It creates zvols (block devices) for VMs and datasets (filesystems) for LXCs. You don't want to mount the zvols on the host as mounting a block device twice will corrupt its data. And you won't see it with ls as a zvol isn't a file. Think of it like a LV in case you are familiar with LVM or like a physical partition which ls won't show too.
It creates zvols (block devices) for VMs and datasets (filesystems) for LXCs. You don't want to mount the zvols on the host as mounting a block device twice will corrupt its data. And you won't see it with ls as a zvol isn't a file. Think of it like a LV in case you are familiar with LVM or lik a physical partition which ls won't show too.
thank you. does it depends on the format of the disk that they are stored as zvols?? all my disk are raw. if i would have, for example, a vmware file to import as .qcow2, how is it stored on zfs?

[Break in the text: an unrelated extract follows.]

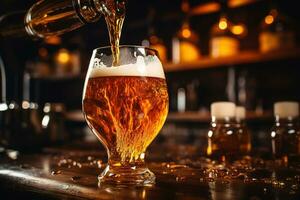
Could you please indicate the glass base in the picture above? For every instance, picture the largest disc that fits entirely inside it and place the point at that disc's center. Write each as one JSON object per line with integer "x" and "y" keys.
{"x": 134, "y": 176}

You can't store qcow2 on a "ZFS" type storage as qcow2 are files and zvols got no filesystem so they can't store files. I you want to store VM disks as qcow2 you would need to use a "Directory" type storage (which could point to an mountpoint of an ZFS dataset). Would be better to use qm import to import that qcow2 and convert it into a zvol. Only good reason I could think of why it might be beneficial to use qcow2 on top of ZFS would be in case you want snapshots where you would be able to freely roll back and forth between different restore points.
PS: Dont use qcow2 just to avoid to learn how to properly work with ZFS. Its a good thing that there are no image files. This means you can skip that nested filesystem, another layer of CoW and all that unnecessary overhead these would cause.